Crisis te boven dankzij politieke samenwerking
Vier jaar lang heeft het kabinet-Rutte/Asscher gewerkt aan herstel van de economie. En met resultaat, was deze week de boodschap van de coalitie: Nederland staat er weer goed voor. Maar in hoeverre is dat op het conto van het kabinet te schrijven? En wat nu?
Het is de taak van de regering „uit te kijken naar wat de toekomst moet worden en zo tijdig als mogelijk is aanpassingen tot stand te brengen die nodig zijn om de kansen te grijpen die de toekomst biedt.” Met dat citaat van de onlangs overleden oud-premier De Jong benadrukte koning Willem-Alexander dinsdag in de Troonrede dat het kabinet oplossingen moet zoeken „voor bedreigende en onvoorspelbare ontwikkelingen.” Zoals dat de afgelopen jaren is gebeurd om de economische crisis weer te boven te komen.
Dát de overheid zich intensief met de economie bemoeit, dateert pas van 1915, toen koning Willem I aantrad. Die investeerde fors in infrastructuur en handel. Daarvoor was ons land een zogeheten nachtwakersstaat, waarin de overheid zich vooral bekommerde om de veiligheid van zijn inwoners en om de rechtsorde.

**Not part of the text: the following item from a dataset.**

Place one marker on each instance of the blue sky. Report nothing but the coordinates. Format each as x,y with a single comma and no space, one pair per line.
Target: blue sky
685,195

In de jaren zeventig van de vorige eeuw bereikte het vertrouwen in de overheid als motor van maatschappelijke en economische veranderingen een hoogtepunt onder premier Den Uyl (1973-1977). De laatste kabinetten benadrukken juist weer de eigen verantwoordelijkheid van burgers. Al blijft dat vooral lippendienst, schetste bestuurskundige dr. Paul Frissen enige tijd geleden in dagblad Trouw.

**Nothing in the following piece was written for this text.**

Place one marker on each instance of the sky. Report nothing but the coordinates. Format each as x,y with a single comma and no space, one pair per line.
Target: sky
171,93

De PvdA verwacht traditiegetrouw het meeste heil van overheidsingrijpen. Maar ook de VVD –die op papier voor een kleine overheid is– kijkt al gauw naar de staat. „Bij het CDA geldt dat nog het minste. Die partij gelooft traditioneel nog het meest in het initiatief van individuen en maatschappelijke organisaties.”
Al met al, concludeerde Frissen, „staat bij alle partijen nog steeds de maakbaarheid van de samenleving centraal.” Wat ook wel logisch is. „Voor de politiek is het moeilijker zich niet met zaken te bemoeien en ontwikkelingen hun gang te laten gaan, dan in te grijpen. De invloed van het calvinisme is in alle Nederlandse politieke stromingen nog groot. En er is ook een nog altijd diepgeworteld paternalisme.”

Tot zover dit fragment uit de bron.